Un año más, esta gran celebración de la fotografía ha puesto en marcha en 2019 su reconocida #BecaPhotOn, una de las más importantes de España y dotada con 8.000 euros. En esta edición la iniciativa ha recibido proyectos de proveniente de Italia, España, Francia, Argentina, Ecuador, Costa Rica, México, Brasil, Hungría, Bélgica, entre otros países. Además, por primera vez también ha participado en el certamen ciudadanos de Japón.
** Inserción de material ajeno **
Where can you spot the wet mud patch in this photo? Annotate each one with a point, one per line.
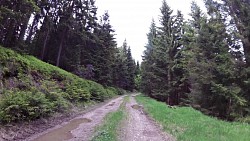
(64, 132)
(137, 107)
(112, 104)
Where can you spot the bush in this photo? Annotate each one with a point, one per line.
(98, 93)
(21, 105)
(77, 91)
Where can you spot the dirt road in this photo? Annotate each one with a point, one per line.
(80, 128)
(136, 127)
(139, 127)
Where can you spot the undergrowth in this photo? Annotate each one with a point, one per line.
(187, 124)
(31, 89)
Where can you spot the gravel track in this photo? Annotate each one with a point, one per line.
(139, 127)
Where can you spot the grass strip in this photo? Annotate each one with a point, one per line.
(188, 124)
(108, 130)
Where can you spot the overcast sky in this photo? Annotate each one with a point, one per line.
(131, 19)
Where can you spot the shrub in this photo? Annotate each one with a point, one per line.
(21, 105)
(98, 93)
(77, 91)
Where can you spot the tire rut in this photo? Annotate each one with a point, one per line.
(139, 127)
(80, 128)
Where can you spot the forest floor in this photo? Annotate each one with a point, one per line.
(137, 126)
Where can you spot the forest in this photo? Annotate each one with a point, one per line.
(203, 62)
(68, 34)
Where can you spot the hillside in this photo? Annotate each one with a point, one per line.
(31, 89)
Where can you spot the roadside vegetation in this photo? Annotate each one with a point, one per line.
(31, 89)
(108, 130)
(186, 124)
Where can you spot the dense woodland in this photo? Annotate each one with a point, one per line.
(68, 34)
(203, 62)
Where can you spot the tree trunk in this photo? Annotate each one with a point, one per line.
(60, 48)
(45, 44)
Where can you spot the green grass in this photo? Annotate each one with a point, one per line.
(187, 124)
(108, 130)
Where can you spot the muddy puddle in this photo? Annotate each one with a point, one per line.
(64, 132)
(137, 107)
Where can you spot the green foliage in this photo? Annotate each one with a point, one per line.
(32, 89)
(186, 124)
(76, 92)
(24, 105)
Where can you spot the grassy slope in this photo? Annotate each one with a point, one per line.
(29, 85)
(108, 130)
(188, 124)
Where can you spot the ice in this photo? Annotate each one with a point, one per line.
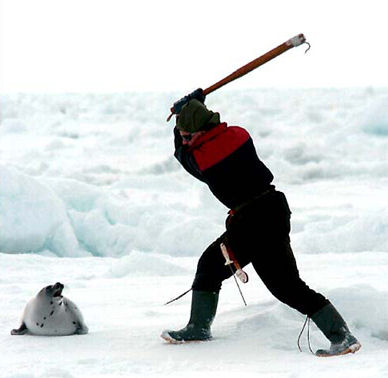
(91, 196)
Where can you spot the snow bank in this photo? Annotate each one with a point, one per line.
(94, 174)
(375, 119)
(33, 218)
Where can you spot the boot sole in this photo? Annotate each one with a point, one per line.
(166, 336)
(352, 349)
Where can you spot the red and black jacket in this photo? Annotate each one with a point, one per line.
(226, 160)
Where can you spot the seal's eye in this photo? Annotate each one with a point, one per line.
(48, 288)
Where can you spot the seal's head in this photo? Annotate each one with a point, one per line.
(53, 291)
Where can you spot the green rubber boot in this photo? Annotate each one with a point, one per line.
(203, 311)
(333, 326)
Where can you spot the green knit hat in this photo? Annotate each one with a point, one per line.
(194, 117)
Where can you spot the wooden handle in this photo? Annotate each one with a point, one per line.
(293, 42)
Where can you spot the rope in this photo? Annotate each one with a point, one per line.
(306, 322)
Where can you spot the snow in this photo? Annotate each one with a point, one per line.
(91, 196)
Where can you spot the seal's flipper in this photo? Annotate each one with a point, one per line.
(21, 331)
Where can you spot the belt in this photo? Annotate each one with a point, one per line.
(249, 202)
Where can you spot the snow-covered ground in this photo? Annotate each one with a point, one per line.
(91, 196)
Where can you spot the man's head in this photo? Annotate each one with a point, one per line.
(195, 117)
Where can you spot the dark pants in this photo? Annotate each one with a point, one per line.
(259, 234)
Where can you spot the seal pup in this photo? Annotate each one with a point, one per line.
(51, 314)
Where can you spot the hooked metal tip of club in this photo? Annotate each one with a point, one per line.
(308, 48)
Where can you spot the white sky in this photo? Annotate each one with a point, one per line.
(168, 45)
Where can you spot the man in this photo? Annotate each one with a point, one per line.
(257, 228)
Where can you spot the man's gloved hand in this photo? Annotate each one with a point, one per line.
(197, 94)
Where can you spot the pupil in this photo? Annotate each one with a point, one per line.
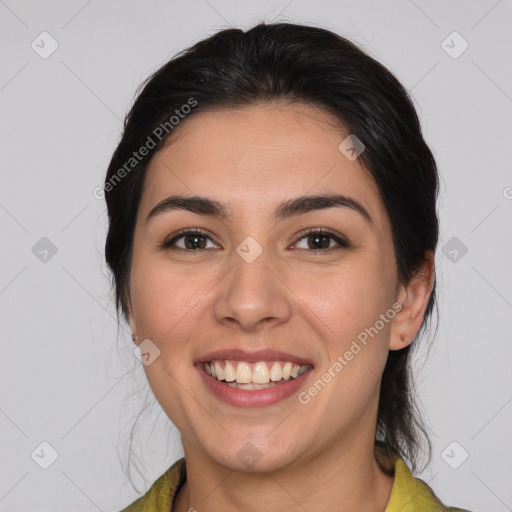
(317, 237)
(195, 238)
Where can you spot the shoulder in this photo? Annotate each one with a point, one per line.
(410, 494)
(159, 496)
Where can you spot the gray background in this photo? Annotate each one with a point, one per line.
(66, 378)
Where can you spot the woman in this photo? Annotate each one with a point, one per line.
(272, 208)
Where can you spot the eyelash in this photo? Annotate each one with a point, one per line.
(342, 243)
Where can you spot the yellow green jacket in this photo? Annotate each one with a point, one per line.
(409, 494)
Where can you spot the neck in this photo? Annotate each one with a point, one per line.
(344, 477)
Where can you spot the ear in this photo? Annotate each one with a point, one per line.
(414, 299)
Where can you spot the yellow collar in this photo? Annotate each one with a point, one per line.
(409, 494)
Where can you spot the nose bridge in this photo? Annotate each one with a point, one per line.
(251, 291)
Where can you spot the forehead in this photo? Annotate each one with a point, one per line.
(253, 157)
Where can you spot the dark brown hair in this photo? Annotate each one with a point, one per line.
(296, 63)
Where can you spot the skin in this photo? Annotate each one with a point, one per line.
(317, 456)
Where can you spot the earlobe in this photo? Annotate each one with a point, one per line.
(413, 298)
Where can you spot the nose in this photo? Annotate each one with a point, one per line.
(252, 296)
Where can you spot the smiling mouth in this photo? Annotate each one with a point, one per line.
(253, 376)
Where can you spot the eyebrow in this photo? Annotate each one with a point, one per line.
(291, 207)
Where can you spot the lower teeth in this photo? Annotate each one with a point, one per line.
(252, 385)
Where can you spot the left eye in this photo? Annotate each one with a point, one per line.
(321, 240)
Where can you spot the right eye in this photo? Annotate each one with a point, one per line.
(194, 240)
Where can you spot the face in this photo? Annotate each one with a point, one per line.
(265, 283)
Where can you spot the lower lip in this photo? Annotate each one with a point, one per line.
(251, 397)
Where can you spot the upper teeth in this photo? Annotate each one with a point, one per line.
(260, 373)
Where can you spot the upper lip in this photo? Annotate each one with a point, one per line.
(253, 356)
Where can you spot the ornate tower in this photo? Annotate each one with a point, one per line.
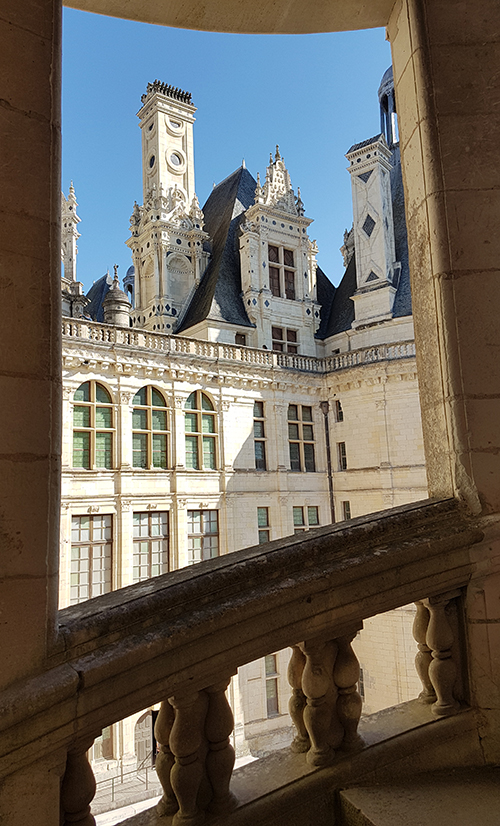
(73, 299)
(377, 271)
(167, 239)
(278, 266)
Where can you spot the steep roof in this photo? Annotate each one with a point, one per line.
(341, 314)
(97, 294)
(325, 292)
(218, 295)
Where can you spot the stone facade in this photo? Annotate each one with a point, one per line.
(298, 439)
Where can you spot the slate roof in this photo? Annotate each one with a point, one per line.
(97, 294)
(218, 295)
(357, 146)
(341, 313)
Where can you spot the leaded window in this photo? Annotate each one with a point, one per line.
(149, 429)
(201, 432)
(93, 427)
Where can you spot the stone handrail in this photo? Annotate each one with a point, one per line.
(166, 636)
(179, 345)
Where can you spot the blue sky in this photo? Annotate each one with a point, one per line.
(314, 95)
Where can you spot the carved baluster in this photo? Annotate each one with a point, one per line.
(297, 702)
(220, 758)
(321, 694)
(165, 759)
(442, 670)
(349, 703)
(423, 657)
(78, 787)
(186, 742)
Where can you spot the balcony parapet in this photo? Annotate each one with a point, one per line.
(121, 652)
(179, 346)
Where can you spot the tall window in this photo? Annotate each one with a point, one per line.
(92, 427)
(342, 455)
(203, 535)
(301, 437)
(200, 432)
(284, 341)
(281, 272)
(259, 436)
(150, 552)
(271, 685)
(305, 518)
(149, 429)
(263, 523)
(90, 574)
(346, 510)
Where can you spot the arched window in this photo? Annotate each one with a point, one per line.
(93, 427)
(201, 432)
(150, 429)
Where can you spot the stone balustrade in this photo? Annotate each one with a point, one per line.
(179, 346)
(178, 638)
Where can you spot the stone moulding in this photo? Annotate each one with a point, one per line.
(118, 653)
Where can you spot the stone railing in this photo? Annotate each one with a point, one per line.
(178, 345)
(179, 637)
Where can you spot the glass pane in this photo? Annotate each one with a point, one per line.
(298, 516)
(294, 456)
(140, 396)
(258, 430)
(83, 393)
(191, 422)
(270, 662)
(209, 452)
(103, 446)
(101, 394)
(159, 450)
(260, 455)
(263, 517)
(159, 419)
(81, 450)
(307, 432)
(207, 423)
(139, 419)
(139, 450)
(272, 697)
(157, 399)
(103, 417)
(312, 516)
(81, 416)
(273, 253)
(309, 457)
(192, 452)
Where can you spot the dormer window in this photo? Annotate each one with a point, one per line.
(281, 272)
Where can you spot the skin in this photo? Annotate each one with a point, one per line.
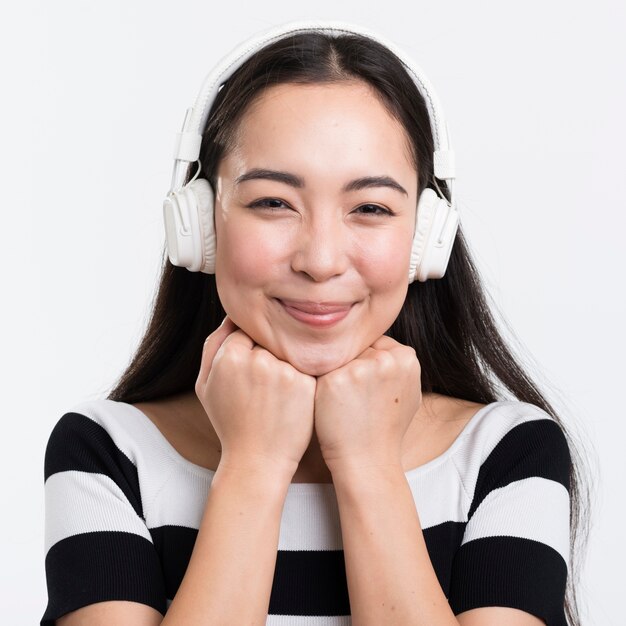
(345, 394)
(319, 242)
(318, 245)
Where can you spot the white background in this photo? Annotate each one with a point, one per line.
(92, 94)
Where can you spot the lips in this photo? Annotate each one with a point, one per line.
(317, 314)
(317, 308)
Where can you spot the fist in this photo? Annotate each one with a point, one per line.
(363, 409)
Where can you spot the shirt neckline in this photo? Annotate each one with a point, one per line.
(316, 487)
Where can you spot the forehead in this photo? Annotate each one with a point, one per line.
(332, 121)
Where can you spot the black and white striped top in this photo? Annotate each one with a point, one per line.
(123, 509)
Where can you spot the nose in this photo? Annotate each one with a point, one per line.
(321, 250)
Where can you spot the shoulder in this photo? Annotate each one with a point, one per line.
(510, 429)
(522, 448)
(94, 428)
(509, 442)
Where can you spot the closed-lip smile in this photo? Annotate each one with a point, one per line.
(320, 314)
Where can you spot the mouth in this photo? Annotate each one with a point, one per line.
(317, 314)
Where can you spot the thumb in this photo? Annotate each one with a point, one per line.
(212, 345)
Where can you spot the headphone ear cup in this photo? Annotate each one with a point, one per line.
(429, 258)
(189, 229)
(205, 203)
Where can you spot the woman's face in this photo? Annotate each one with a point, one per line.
(314, 215)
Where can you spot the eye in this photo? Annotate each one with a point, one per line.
(267, 203)
(373, 209)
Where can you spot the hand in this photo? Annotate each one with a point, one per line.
(261, 407)
(363, 409)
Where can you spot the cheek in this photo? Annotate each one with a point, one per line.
(246, 256)
(384, 261)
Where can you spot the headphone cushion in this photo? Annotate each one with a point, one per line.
(205, 202)
(426, 208)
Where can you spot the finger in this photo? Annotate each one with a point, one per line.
(212, 344)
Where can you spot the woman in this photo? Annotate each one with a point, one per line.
(337, 450)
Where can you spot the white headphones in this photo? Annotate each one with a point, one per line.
(188, 209)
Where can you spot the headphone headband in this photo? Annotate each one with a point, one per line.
(188, 141)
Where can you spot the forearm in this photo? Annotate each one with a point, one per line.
(230, 573)
(391, 579)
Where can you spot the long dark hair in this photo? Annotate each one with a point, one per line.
(447, 321)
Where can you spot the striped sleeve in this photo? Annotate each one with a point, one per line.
(97, 544)
(515, 547)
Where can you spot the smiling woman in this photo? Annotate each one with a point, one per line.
(304, 436)
(307, 238)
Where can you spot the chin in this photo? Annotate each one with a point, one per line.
(316, 364)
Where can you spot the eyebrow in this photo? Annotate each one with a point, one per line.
(364, 182)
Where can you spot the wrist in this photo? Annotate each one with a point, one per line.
(257, 470)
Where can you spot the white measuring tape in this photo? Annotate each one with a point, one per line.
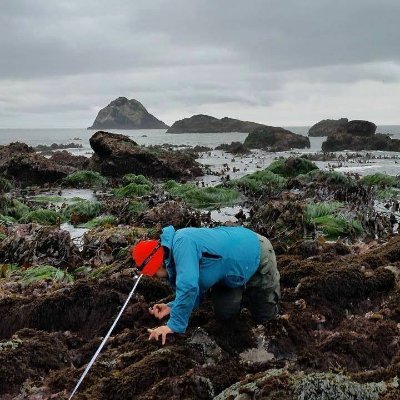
(105, 338)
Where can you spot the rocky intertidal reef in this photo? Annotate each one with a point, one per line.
(359, 135)
(337, 336)
(116, 155)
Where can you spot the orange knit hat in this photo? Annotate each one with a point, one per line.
(148, 256)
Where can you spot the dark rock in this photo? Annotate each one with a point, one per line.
(275, 139)
(30, 169)
(171, 212)
(347, 141)
(234, 148)
(39, 245)
(19, 161)
(55, 146)
(68, 159)
(327, 127)
(126, 114)
(117, 155)
(206, 124)
(360, 128)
El jurado de la presente entrega cuento con Alfredo de Stefano, director de la Revista Luz del Norte de México y director del Festival de fotografía contemporánea de Monterrey N.L (México); y Sebastian Vaida, director del festival de fotografía PhotoRomania Festival (Rumanía), además de a los responsables de PhotOn Festival. Este equipo de expertos han seleccionado como finalistas de la beca a los autores David Arribas (España), Dawid Zieliński (Polonia), Florencia Trincheri (Argentina), Ignacio Marín (España), Karl Mancini (Italia), Marco Panzetti (España), Simone Tramonte (Italia), Vasiliy Kolotilov (Rusia), Wayra Ficapal (España), Ciro Battiloro (Italia).

Las sedes

Decir PhotOn supone también hablar de cómo la fotografía inunda València durante un puñado de días luminosos. Así, el festival cuenta entre sus sedes con La Nau, el Centre Octubre de Cultura Contemporània, la Fnac San Agustín y la Sala Colón de Metro València, espacios que componen un particular circuito expositivo por las arterias del ‘cap i casal’. Además, las imágenes se apoderan también del transporte público de la urbe, pues las piezas que componen la muestra ‘Agitadoras de conciencia’ abandonan los centros tradicionales de exposición para colmar las marquesinas de los autobuses de la EMT y las vallas de Metro València. ¿No es acaso la fotografía un viaje definitivo a través de las pupilas de los creadores? La novena edición del festival se lleva a cabo gracias al patrocinio del Centre Cultural La Nau, sede oficial, la Fundación Cañada Blanch, Sigma, One Shot Hotels y La imprenta CG. Como colaboradores y mediapartners el festival cuenta con EMT València, Metrovalencia, Centre Octubre, FNAC y Cerveza Turia, un año más, es la cerveza oficial del festival.

Imagen de la obra ‘Little Black Dress’, de Yolanda Domínguez. Fotografía cortesía de PhotOn.